Vasconcellos Eduardo C, Clua Esteban W G, Fenton Flavio H, Zamith Marcelo
Institute of Computing, Fluminense Federal University, Niterói, Brazil.
School of Physics, Georgia Institute of Technology, Atlanta, Georgia.
Concurr Comput. 2020 Mar 10;32(5). doi: 10.1002/cpe.5528. Epub 2019 Oct 23.
Simulations of cardiac electrophysiological models in tissue, particularly in 3D require the solutions of billions of differential equations even for just a couple of milliseconds, thus highly demanding in computational resources. In fact, even studies in small domains with very complex models may take several hours to reproduce seconds of electrical cardiac behavior. Today's Graphics Processor Units (GPUs) are becoming a way to accelerate such simulations, and give the added possibilities to run them locally without the need for supercomputers. Nevertheless, when using GPUs, bottlenecks related to global memory access caused by the spatial discretization of the large tissue domains being simulated, become a big challenge. For simulations in a single GPU, we propose a strategy to accelerate the computation of the diffusion term through a data-structure and memory access pattern designed to maximize coalescent memory transactions and minimize branch divergence, achieving results approximately 1.4 times faster than a standard GPU method. We also combine this data structure with a designed communication strategy to take advantage in the case of simulations in multi-GPU platforms. We demonstrate that, in the multi-GPU approach performs, simulations in 3D tissue can be just 4× slower than real time.

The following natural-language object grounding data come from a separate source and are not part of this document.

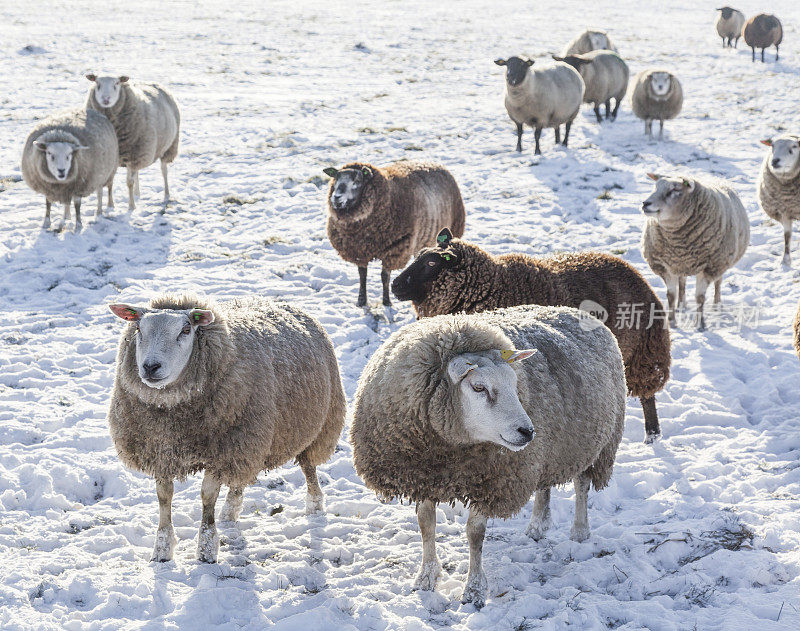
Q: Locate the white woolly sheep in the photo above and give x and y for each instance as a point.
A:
(147, 121)
(541, 98)
(231, 388)
(779, 185)
(694, 228)
(68, 156)
(444, 412)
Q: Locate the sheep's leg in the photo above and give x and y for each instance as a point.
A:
(541, 520)
(362, 286)
(207, 538)
(476, 586)
(165, 535)
(233, 504)
(385, 275)
(431, 569)
(580, 528)
(130, 180)
(652, 430)
(315, 501)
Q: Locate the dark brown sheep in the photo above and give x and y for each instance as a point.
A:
(762, 31)
(456, 276)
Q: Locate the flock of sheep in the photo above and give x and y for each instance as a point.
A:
(504, 386)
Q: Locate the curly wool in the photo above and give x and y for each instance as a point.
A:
(407, 435)
(482, 282)
(147, 121)
(91, 169)
(402, 209)
(713, 236)
(647, 105)
(261, 387)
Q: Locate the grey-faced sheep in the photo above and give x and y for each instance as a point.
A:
(779, 185)
(68, 156)
(457, 276)
(541, 98)
(587, 42)
(231, 388)
(763, 31)
(605, 76)
(387, 213)
(694, 228)
(729, 26)
(147, 121)
(657, 95)
(446, 412)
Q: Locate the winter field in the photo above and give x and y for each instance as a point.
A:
(698, 531)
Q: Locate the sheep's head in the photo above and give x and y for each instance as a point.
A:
(784, 159)
(665, 203)
(107, 89)
(415, 282)
(59, 157)
(516, 69)
(164, 340)
(660, 83)
(485, 385)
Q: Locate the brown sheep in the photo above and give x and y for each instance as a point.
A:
(456, 276)
(762, 31)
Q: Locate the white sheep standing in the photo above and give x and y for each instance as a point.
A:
(147, 121)
(541, 98)
(68, 156)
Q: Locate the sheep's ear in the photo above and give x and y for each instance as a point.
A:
(201, 317)
(459, 367)
(127, 312)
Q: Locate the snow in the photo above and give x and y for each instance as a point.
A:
(700, 530)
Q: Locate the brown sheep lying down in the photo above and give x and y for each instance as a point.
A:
(456, 276)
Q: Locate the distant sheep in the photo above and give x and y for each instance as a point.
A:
(729, 26)
(693, 228)
(588, 41)
(387, 213)
(541, 98)
(457, 276)
(763, 31)
(605, 76)
(445, 411)
(147, 121)
(657, 95)
(68, 156)
(232, 388)
(779, 185)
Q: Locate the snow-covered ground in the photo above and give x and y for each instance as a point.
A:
(699, 531)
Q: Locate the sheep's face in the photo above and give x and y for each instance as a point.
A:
(660, 83)
(490, 405)
(164, 340)
(665, 203)
(784, 159)
(58, 156)
(107, 89)
(347, 188)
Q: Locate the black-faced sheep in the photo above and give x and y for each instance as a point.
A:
(446, 412)
(694, 228)
(68, 156)
(542, 97)
(457, 276)
(147, 121)
(387, 213)
(231, 388)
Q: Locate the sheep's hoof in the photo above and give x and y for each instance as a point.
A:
(475, 590)
(428, 575)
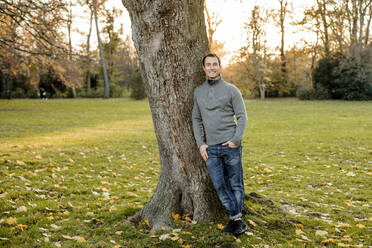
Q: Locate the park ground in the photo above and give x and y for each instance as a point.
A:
(72, 172)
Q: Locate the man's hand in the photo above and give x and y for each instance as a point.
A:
(230, 144)
(203, 152)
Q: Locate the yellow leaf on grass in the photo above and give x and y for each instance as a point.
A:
(329, 241)
(21, 209)
(131, 194)
(147, 223)
(343, 245)
(80, 239)
(20, 162)
(360, 226)
(175, 216)
(299, 232)
(252, 222)
(11, 221)
(20, 227)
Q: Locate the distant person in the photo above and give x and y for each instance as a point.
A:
(43, 94)
(216, 102)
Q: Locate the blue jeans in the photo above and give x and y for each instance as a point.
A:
(225, 170)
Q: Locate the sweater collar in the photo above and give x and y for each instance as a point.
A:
(215, 81)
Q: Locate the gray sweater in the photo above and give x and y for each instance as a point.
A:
(213, 113)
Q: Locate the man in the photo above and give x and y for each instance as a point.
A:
(216, 102)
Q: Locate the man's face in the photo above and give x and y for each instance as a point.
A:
(211, 67)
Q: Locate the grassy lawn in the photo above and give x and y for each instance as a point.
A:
(72, 171)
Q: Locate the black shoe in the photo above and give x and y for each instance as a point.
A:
(239, 227)
(229, 228)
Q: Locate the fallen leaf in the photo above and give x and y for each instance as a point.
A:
(164, 236)
(252, 222)
(329, 241)
(147, 223)
(131, 194)
(20, 162)
(299, 232)
(21, 209)
(175, 216)
(80, 239)
(321, 233)
(20, 227)
(11, 221)
(361, 226)
(175, 238)
(3, 195)
(343, 245)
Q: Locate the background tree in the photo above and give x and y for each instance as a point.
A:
(212, 24)
(100, 47)
(170, 51)
(254, 55)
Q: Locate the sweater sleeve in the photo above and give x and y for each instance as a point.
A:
(241, 115)
(197, 123)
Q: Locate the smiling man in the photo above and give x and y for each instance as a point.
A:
(219, 137)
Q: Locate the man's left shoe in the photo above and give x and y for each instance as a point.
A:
(239, 227)
(229, 228)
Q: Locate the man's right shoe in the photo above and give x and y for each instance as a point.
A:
(239, 227)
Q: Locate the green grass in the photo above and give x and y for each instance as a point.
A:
(72, 171)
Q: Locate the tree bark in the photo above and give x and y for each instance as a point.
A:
(102, 56)
(170, 39)
(366, 38)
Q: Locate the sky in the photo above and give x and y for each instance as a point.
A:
(233, 13)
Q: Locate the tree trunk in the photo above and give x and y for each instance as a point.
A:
(170, 39)
(283, 12)
(88, 50)
(102, 56)
(3, 85)
(69, 23)
(366, 38)
(323, 13)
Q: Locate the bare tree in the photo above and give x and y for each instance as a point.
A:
(102, 56)
(170, 38)
(282, 15)
(69, 24)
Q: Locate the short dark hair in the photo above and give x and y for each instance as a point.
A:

对组织中的心脏电生理模型进行模拟,尤其是三维模拟,即使仅模拟几毫秒,也需要求解数十亿个微分方程,因此对计算资源要求极高。事实上,即使是在小区域内使用非常复杂的模型进行研究,也可能需要数小时才能重现心脏电活动的几秒钟行为。如今的图形处理器(GPU)正成为加速此类模拟的一种方式,并提供了无需超级计算机即可在本地运行模拟的额外可能性。然而,在使用GPU时,由于所模拟的大组织区域的空间离散化导致的与全局内存访问相关的瓶颈,成为了一个巨大挑战。对于在单个GPU上进行的模拟,我们提出了一种策略,通过设计一种数据结构和内存访问模式来加速扩散项的计算,该模式旨在最大化合并内存事务并最小化分支发散,从而实现比标准GPU方法快约1.4倍的结果。我们还将这种数据结构与一种设计好的通信策略相结合,以便在多GPU平台的模拟中发挥优势。我们证明,在多GPU方法中,三维组织模拟的速度仅比实时速度慢4倍。